Les aspects de la vie quotidienne n’excluent pas la mise en perspective ; Haïm Zafrani explique (p. 25) que le judaïsme maghrébin compte 2000 ans d’histoire ; Albert Bensoussan (p. 195) complète la fresque historique, les Megorashim (expulsés) ont été chassés d’Espagne en 1492, mais les Toshabim (indigènes) étaient là depuis longtemps. En Tunisie, les Livournais constituent le judaïsme “chic” (p. 404, Serge Moati). Les rapports avec les musulmans sont nombreux, Armand Abécassis (p. 78) évoque son ami Mohamed qui habitait dans le même quartier, et Abdellatif Laâbi (p. 75) traite du dialogue judéo-arabe et des “liens doux comme la soie et durs comme la chaîne” qui unissent les communautés.
Mais, dans les années cinquante, la menace gronde, “et si les Arabes nous prenaient pour des Européens ?” (p. 125, Judith Klein). Un nouvel exil se prépare, c’est la décolonisation. Shlomo Elbaz (p. 65) évoque les difficultés identitaires des juifs maghrébins installés en Israël. Marlène Amar décrit la tentative de métamorphose des femmes exilées qui voulaient ressembler aux femmes de France (p. 409). Max Guedj (p. 225), analyse sa “séphardité” et sa “francité”. Gérard Haddad (p. 275), s’interroge sur sa “tunisianité”. Albert Memmi (p. 261) décrit le héros de son premier livre, La statue de sel, comme étant “un indigène dans un pays de colonisation, juif dans un univers antisémite, africain dans un monde où triomphe l’Europe” ; dans la préface du même livre, Albert Camus va plus loin en évoquant : “l’impossibilité d’être quoique ce soit pour un juif tunisien de culture française”.

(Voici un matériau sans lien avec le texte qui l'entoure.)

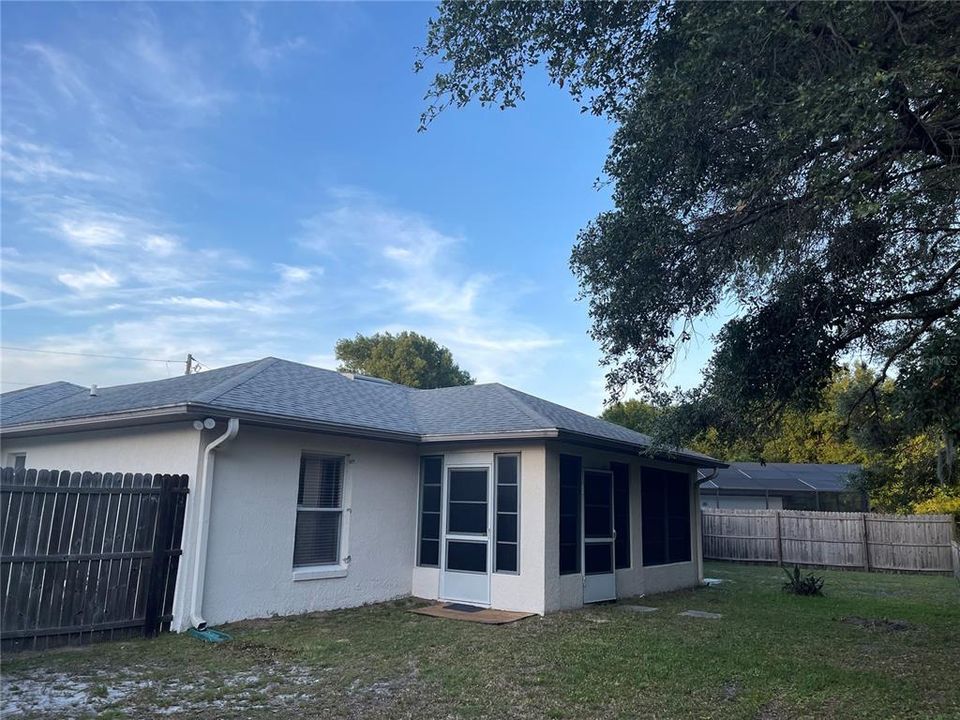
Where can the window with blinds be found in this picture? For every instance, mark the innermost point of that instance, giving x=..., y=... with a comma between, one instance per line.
x=570, y=470
x=508, y=514
x=431, y=477
x=665, y=511
x=319, y=511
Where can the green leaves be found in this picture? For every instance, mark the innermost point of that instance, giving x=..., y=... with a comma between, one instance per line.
x=406, y=358
x=801, y=160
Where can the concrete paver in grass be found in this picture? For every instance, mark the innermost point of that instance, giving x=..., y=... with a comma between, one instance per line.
x=701, y=614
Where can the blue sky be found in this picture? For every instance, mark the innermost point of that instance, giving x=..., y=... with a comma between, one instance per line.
x=239, y=180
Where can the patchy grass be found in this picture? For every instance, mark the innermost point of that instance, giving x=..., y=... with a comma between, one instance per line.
x=874, y=646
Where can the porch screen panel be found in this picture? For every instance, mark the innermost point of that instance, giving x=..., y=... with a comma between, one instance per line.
x=431, y=479
x=621, y=513
x=665, y=500
x=570, y=470
x=506, y=557
x=319, y=511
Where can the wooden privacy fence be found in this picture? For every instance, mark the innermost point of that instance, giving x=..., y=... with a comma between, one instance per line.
x=87, y=556
x=907, y=543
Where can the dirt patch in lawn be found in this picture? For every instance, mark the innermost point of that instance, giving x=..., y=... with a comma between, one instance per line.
x=878, y=624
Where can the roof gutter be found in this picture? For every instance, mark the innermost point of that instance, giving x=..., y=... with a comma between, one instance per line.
x=203, y=523
x=709, y=477
x=98, y=422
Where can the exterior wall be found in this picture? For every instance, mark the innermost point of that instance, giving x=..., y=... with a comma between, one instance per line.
x=566, y=591
x=165, y=448
x=522, y=591
x=249, y=571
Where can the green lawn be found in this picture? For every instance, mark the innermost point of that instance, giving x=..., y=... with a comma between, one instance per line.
x=772, y=655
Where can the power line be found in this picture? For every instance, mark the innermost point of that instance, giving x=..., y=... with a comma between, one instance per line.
x=64, y=352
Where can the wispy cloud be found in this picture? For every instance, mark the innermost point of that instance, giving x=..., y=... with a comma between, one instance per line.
x=262, y=54
x=417, y=279
x=26, y=162
x=95, y=279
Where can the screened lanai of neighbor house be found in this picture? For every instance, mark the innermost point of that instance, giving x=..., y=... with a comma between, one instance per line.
x=784, y=486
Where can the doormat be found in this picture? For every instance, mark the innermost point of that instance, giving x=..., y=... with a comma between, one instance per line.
x=485, y=616
x=461, y=607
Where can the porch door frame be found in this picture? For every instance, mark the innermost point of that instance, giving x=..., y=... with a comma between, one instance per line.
x=466, y=586
x=598, y=586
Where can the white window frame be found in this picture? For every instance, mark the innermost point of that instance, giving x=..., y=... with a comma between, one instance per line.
x=337, y=569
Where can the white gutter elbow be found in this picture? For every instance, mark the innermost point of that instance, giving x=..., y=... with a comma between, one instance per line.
x=203, y=523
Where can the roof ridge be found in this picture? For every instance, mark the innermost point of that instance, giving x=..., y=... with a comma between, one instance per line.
x=80, y=389
x=522, y=404
x=235, y=381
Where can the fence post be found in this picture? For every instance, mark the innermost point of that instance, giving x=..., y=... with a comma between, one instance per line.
x=779, y=542
x=866, y=543
x=158, y=564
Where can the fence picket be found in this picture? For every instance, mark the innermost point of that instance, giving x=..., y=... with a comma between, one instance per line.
x=908, y=543
x=75, y=554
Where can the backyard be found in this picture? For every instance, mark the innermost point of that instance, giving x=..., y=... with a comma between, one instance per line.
x=874, y=646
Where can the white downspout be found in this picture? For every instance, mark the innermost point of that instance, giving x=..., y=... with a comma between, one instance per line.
x=203, y=523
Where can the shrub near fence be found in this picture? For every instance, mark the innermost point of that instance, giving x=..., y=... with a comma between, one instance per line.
x=87, y=556
x=907, y=543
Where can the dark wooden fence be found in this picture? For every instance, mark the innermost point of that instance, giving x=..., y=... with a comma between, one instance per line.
x=87, y=556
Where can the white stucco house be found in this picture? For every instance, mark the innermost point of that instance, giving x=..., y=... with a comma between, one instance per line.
x=311, y=489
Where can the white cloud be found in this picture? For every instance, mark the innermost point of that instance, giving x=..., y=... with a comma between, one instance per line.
x=161, y=245
x=92, y=233
x=408, y=274
x=297, y=273
x=92, y=280
x=262, y=54
x=26, y=162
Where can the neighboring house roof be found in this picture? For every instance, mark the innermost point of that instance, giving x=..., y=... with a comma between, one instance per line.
x=781, y=477
x=284, y=392
x=18, y=403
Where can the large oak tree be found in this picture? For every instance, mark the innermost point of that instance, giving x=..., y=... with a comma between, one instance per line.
x=799, y=159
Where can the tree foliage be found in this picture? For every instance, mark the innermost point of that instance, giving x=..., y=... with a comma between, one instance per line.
x=634, y=414
x=406, y=358
x=898, y=455
x=800, y=159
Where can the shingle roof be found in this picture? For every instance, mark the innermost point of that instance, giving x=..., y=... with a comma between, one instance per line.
x=782, y=477
x=282, y=389
x=22, y=402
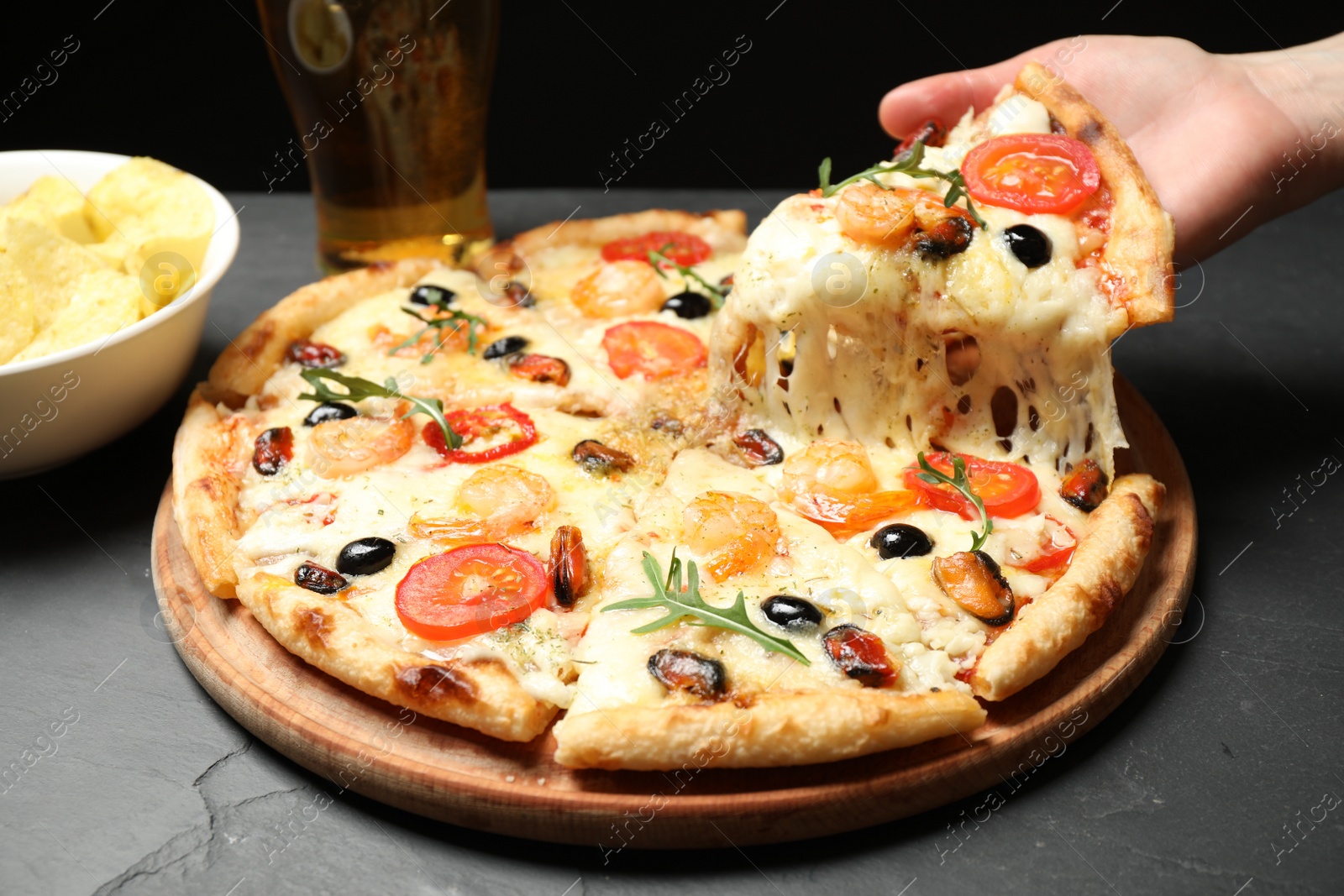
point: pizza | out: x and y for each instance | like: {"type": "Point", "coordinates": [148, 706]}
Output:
{"type": "Point", "coordinates": [678, 493]}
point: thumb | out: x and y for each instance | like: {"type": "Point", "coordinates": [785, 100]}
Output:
{"type": "Point", "coordinates": [948, 96]}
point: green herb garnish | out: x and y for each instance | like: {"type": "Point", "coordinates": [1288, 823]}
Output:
{"type": "Point", "coordinates": [448, 317]}
{"type": "Point", "coordinates": [362, 389]}
{"type": "Point", "coordinates": [717, 293]}
{"type": "Point", "coordinates": [690, 605]}
{"type": "Point", "coordinates": [906, 163]}
{"type": "Point", "coordinates": [958, 481]}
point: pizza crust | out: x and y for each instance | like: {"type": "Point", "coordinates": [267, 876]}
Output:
{"type": "Point", "coordinates": [1102, 571]}
{"type": "Point", "coordinates": [725, 231]}
{"type": "Point", "coordinates": [207, 459]}
{"type": "Point", "coordinates": [242, 369]}
{"type": "Point", "coordinates": [763, 730]}
{"type": "Point", "coordinates": [480, 694]}
{"type": "Point", "coordinates": [1139, 251]}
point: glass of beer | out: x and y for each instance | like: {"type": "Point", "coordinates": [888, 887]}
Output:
{"type": "Point", "coordinates": [390, 100]}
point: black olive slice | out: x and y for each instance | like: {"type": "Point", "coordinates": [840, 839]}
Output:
{"type": "Point", "coordinates": [900, 540]}
{"type": "Point", "coordinates": [320, 579]}
{"type": "Point", "coordinates": [598, 458]}
{"type": "Point", "coordinates": [501, 347]}
{"type": "Point", "coordinates": [366, 557]}
{"type": "Point", "coordinates": [792, 613]}
{"type": "Point", "coordinates": [428, 295]}
{"type": "Point", "coordinates": [685, 671]}
{"type": "Point", "coordinates": [1032, 246]}
{"type": "Point", "coordinates": [329, 411]}
{"type": "Point", "coordinates": [689, 305]}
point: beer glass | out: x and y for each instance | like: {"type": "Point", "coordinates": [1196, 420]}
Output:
{"type": "Point", "coordinates": [390, 100]}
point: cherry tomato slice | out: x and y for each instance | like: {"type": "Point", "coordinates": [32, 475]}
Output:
{"type": "Point", "coordinates": [1032, 172]}
{"type": "Point", "coordinates": [1057, 553]}
{"type": "Point", "coordinates": [654, 349]}
{"type": "Point", "coordinates": [683, 249]}
{"type": "Point", "coordinates": [470, 590]}
{"type": "Point", "coordinates": [481, 423]}
{"type": "Point", "coordinates": [839, 516]}
{"type": "Point", "coordinates": [1005, 490]}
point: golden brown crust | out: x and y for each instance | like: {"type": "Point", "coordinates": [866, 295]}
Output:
{"type": "Point", "coordinates": [208, 457]}
{"type": "Point", "coordinates": [242, 369]}
{"type": "Point", "coordinates": [1104, 569]}
{"type": "Point", "coordinates": [1139, 253]}
{"type": "Point", "coordinates": [725, 231]}
{"type": "Point", "coordinates": [770, 730]}
{"type": "Point", "coordinates": [331, 636]}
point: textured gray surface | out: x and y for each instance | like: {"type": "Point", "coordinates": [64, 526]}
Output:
{"type": "Point", "coordinates": [1189, 788]}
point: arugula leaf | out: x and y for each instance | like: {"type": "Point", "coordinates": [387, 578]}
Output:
{"type": "Point", "coordinates": [360, 389]}
{"type": "Point", "coordinates": [452, 317]}
{"type": "Point", "coordinates": [717, 293]}
{"type": "Point", "coordinates": [958, 481]}
{"type": "Point", "coordinates": [907, 163]}
{"type": "Point", "coordinates": [690, 605]}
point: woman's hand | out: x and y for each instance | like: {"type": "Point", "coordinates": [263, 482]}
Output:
{"type": "Point", "coordinates": [1216, 134]}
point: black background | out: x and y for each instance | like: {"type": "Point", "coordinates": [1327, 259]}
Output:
{"type": "Point", "coordinates": [192, 82]}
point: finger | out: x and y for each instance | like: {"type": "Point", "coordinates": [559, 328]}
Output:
{"type": "Point", "coordinates": [947, 97]}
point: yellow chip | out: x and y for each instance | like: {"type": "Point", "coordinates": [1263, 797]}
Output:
{"type": "Point", "coordinates": [17, 325]}
{"type": "Point", "coordinates": [57, 204]}
{"type": "Point", "coordinates": [101, 304]}
{"type": "Point", "coordinates": [76, 298]}
{"type": "Point", "coordinates": [155, 208]}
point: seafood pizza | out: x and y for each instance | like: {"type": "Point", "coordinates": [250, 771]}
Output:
{"type": "Point", "coordinates": [777, 500]}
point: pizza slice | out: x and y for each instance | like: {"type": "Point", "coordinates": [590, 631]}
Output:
{"type": "Point", "coordinates": [394, 503]}
{"type": "Point", "coordinates": [918, 369]}
{"type": "Point", "coordinates": [436, 562]}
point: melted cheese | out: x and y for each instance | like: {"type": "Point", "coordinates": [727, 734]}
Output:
{"type": "Point", "coordinates": [874, 367]}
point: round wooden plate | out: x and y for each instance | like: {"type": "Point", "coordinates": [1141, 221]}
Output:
{"type": "Point", "coordinates": [463, 777]}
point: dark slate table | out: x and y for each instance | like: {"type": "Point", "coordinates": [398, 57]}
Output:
{"type": "Point", "coordinates": [1222, 774]}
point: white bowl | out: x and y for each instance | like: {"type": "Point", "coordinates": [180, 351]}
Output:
{"type": "Point", "coordinates": [57, 407]}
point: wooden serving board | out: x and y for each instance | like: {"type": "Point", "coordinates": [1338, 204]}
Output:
{"type": "Point", "coordinates": [459, 775]}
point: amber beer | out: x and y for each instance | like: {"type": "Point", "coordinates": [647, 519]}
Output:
{"type": "Point", "coordinates": [390, 101]}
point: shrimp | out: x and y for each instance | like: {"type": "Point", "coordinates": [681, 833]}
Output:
{"type": "Point", "coordinates": [870, 214]}
{"type": "Point", "coordinates": [618, 289]}
{"type": "Point", "coordinates": [496, 503]}
{"type": "Point", "coordinates": [831, 468]}
{"type": "Point", "coordinates": [831, 483]}
{"type": "Point", "coordinates": [343, 448]}
{"type": "Point", "coordinates": [738, 532]}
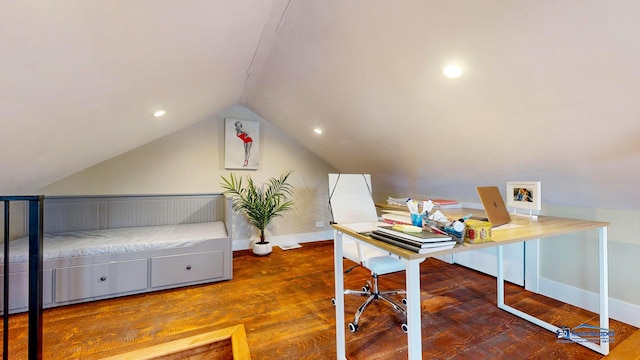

Les œuvres commentées des auteurs qui chantent la terre perdue et disent la douleur de l’exilé sont regroupées dans le tome 2 : Albert Bensoussan (p. 194), Max Guedj (p. 223), Albert Memmi (p. 261), Gérard Haddad (p. 275), Gilles-Jacob Lellouche (p. 277), Ryvel (p. 281), Annie Goldmann (p. 283), Katya Rubinstein (p. 293), Gil Ben Aych (p. 301), Chochana Boukhobza (p. 347), Marcel Bénabou (p. 363), Serge Ouaknine (p. 369), Léa Vera Tahar (p. 371), Abdelhak Bettal (p. 379), Colette Fellous (p. 380), Claude Kayat (p. 391), Nine Moati (p. 400), Serge Moati (p. 403), Marlène Amar (p. 405), Jeanne Benguigui (p. 419) et Edmond Amran El Maleh (p. 422).